Young people hold rainbow flags as they march on the street during an anti-discrimination parade in Changsha, central China’s Hunan province, May 17, 2013.
A ‘sensitive’ case
Meanwhile, Sun’s lawyer Shi Fulong told RFA that the rights of lesbian, gay, bisexual and transgender (LGBT) people have yet to fully enter public awareness in China.
“We have filed this administrative complaint because the civil affairs bureau failed to carry out its duty to register marriages,” Shi said. “We are appealing to the court to order it to proceed.”
He said the gradual liberalization of gay marriage in Western countries and some U.S. states has paved the way for changing attitudes in China.
“Gay marriage is now legal in a lot of countries, which affects a lot of individual rights including property rights and inheritance, as well as matters relating to children,” Shi said.
“All of these things are inherently tied up with marriage, and homosexuality is also subject to social conventions and questions of cultural tradition,” he said.
Shi said he hopes the case won’t be regarded as “sensitive” by the authorities.
“In my view, there’s no such thing as a sensitive case, because from a lawyer’s point of view, all clients are equal,” he said.
“We won’t treat our clients differently because of their ethnicity, their sexual orientation, or other differences.”
Long way to go
A Guangzhou resident who runs a support group for the friends and relatives of LGBT people said there is still a long way to go for LGBT rights in China, but welcomed Sun’s lawsuit.
“This is the first case to do with gay marriage in this country … and really it’s quite epoch-making,” the man, who gave only a nickname A Qiang, said.
“For gay marriage to become legal, it will have to win broad public support, and at the moment only about 22 percent support it, or thereabouts,” he said.
“There is still a long way to go for gay marriage in China, but the good thing is that there has been huge change [globally] in the past decade or so, and the overall trend is towards legalizing gay marriage,” he said.
Sun’s case comes after Guangzhou-based lesbian Qiu Bai filed a lawsuit against the government after it approved and disseminated university textbooks describing homosexuality as a “psychological disorder.”

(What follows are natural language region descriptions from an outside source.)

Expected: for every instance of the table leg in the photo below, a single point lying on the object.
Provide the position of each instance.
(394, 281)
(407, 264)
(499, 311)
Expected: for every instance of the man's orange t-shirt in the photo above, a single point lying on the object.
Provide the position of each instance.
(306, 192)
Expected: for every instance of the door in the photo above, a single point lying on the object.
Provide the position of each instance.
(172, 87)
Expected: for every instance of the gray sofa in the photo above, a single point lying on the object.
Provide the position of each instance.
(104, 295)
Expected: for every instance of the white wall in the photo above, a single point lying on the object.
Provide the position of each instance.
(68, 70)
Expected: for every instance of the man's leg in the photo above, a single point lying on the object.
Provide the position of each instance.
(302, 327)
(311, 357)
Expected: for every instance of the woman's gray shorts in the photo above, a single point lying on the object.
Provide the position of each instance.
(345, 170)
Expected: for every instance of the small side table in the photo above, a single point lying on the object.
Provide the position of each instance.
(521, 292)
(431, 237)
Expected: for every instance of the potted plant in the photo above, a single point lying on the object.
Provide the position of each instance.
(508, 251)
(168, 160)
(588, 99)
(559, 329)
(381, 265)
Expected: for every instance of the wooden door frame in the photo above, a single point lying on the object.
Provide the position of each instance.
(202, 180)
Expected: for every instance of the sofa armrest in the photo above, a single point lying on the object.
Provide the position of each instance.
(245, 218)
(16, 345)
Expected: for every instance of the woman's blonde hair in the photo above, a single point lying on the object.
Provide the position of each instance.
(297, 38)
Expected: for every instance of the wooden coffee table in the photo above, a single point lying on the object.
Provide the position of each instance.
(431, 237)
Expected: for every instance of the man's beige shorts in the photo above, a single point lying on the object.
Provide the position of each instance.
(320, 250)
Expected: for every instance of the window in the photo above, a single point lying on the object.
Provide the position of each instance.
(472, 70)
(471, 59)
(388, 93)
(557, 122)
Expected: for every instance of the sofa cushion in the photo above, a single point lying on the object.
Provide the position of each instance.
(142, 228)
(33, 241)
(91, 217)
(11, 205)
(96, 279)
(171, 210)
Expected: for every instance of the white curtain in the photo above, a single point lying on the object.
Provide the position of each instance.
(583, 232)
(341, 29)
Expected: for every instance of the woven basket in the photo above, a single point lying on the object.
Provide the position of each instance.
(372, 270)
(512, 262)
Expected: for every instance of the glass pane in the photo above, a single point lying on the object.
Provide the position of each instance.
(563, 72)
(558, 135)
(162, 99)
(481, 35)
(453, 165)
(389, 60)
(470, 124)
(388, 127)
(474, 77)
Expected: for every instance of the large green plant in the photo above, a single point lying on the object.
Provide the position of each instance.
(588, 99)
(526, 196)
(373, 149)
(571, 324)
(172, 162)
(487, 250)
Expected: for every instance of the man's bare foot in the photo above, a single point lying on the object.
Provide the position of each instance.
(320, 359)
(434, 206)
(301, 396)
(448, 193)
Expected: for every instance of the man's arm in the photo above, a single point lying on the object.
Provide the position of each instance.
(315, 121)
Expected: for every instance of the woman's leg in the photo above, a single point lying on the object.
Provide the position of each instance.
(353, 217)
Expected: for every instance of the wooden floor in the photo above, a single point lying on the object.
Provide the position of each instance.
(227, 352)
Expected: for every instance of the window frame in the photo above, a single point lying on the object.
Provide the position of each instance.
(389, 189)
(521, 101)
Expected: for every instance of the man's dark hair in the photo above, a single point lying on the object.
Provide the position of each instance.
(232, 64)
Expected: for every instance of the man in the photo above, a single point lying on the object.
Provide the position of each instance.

Qiu took legal action against the ministry of education in Beijing after reading discriminatory language in a nationwide student psychological handbook published by the prestigious Renmin University.
Changing attitudes
However, there are signs of shifting attitudes among the younger generation, and among some companies.
How many Chinese would identify themselves as gay is unknown, as social stigma associated with homosexuality remains widespread, with many choosing to marry despite their orientation.
More and more educated urban Chinese have begun coming out in recent years, while the gay dating app Blued has estimated that China is home to 13 million gay men, and says it currently has three million users.
Last February, Internet giant Alibaba paid for 10 same-sex couples to get married in California, as part of a contest it said would help to promote LGBT rights.